Ce soir, nous continuons l’exploration du jazz serbe avec à 18h au temple, l’accordéoniste Marko Živadinović, puis après une petite migration vers les carrières, le Majamisty Trio, enfin la célèbre Ana Popovic en sextet.
Une heure de pur plaisir, de balades, d’histoires racontées par Marko Živadinović et son accordéon. Il nous raconte sa maison, ses amis, son pays grâce à ses compositions originales qui plongent tout à la fois dans les racines des musiques populaires, dans des citations plus classiques et bien sûr des références subtiles au jazz.
L’accordéon n’est pas que l’instrument de la mélancolie et de Dana à Song For My Friends en passant par No Problem Song, le musicien nous offre un éventail de rythmes et de mélodies variées qui s’enchaînent avec fluidité. Un moment de grâce lorsque Lou Prigent, l’une des organisatrices du festival se joint à l’accordéoniste pour un A Vava Inouva – une chanson du chanteur kabyle Idir – que tout le monde fredonnera.
C’est cela aussi, Jazz à Junas, la proximité entre les festivaliers et les artistes, cette connivence, cette amitié qui scellent ces soirées festives. Des applaudissements nourris pour ce set, Marko Živadinović a su toucher un public qui n’est pas près d’oublier sa prestation.
L’élégance est au rendez-vous pour le premier concert de la soirée dans le site des carrières, Majamisty Trio s’installe : au piano et aux compositions Maja Alvanović, à la contrebasse Ervin Malina et Lav Kovač à la batterie, nous profiterons aussi des compositions de ces deux derniers musiciens.

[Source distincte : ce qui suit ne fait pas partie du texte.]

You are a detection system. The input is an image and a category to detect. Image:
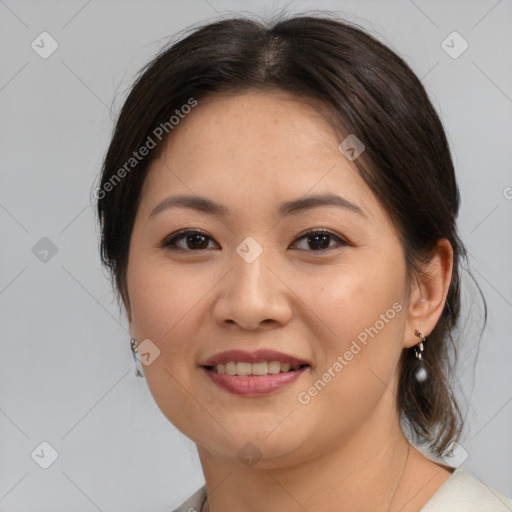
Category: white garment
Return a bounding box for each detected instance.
[173,468,512,512]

Assez loin des influences actuelles jazzistiques, les trois artistes nous emmènent dans un univers original, qui plonge dans une formation classique, cela se ressent au toucher délié et subtil du piano, aux incantations qui donnent le rythme de la contrebasse et à la délicatesse soyeuse du batteur,
qui habille, avec le contrebassiste, les envolées solaires du piano, avec des couleurs chaudes, construisant un jazz que l’on pourrait qualifier d’intellectuel, mais que partage avec beaucoup de sérénité et de charme ce trio. Une très belle découverte.
Et le public entendra distinctement le message de Maja Alvanović, dédiant un des morceaux aux étudiants et au peuple qui continuent à manifester à Belgrade et dans bien d’autres villes. L’audace des organisateurs de faire venir ces formations, qui peuvent s’exprimer de multiples manières.
22h30 : les carrières s’illuminent, pas seulement grâce aux magnifiques éclairages qui habillent les vieilles pierres. Les musiciens de Ana Popovic s’installent sur la scène : méthode américaine, chauffer la salle avant l’arrivée de la vedette ; Buthel Burns à la basse, Michele Papadia, aux claviers Kwesi Robinson à la batterie, Claudio Giovanoli au saxophone enfin Davide Ghidoni à la trompette entament un morceau endiablé, électrique, enflammé
pour qu’apparaisse une sirène, à moins que ce ne fut une diablesse rouge, Ana Popovic armée de sa guitare électrique.
Blues, rock, tout se mêle avec bonheur, un sacré culot et une liberté totale au fil des morceaux puissants. Chaque musicien est au service des solos inspirés de la guitariste et les choristes Buthel Burns, Michele Papadia ainsi que Kwesi Robinson soutiennent la voix intense et évocatrice d’Ana Popovic.
Les morceaux célèbrent la vie, les luttes personnelles et collectives, la musique enfin, le partage que celle-ci procure, non seulement entre les musiciens mais aussi cette communion avec le public, très vite debout, pour fêter ensemble le live, le spectacle vivant, le bonheur d’être ensemble !
Les notes qui ont fait vibrer les carrières ce soir, mettront du temps pour disparaitre, longtemps après que la guitariste et le sextet aient quitté la scène. Vibrations qui perdurent encore certainement dans la tête des spectateurs, enthousiasmés par la soirée.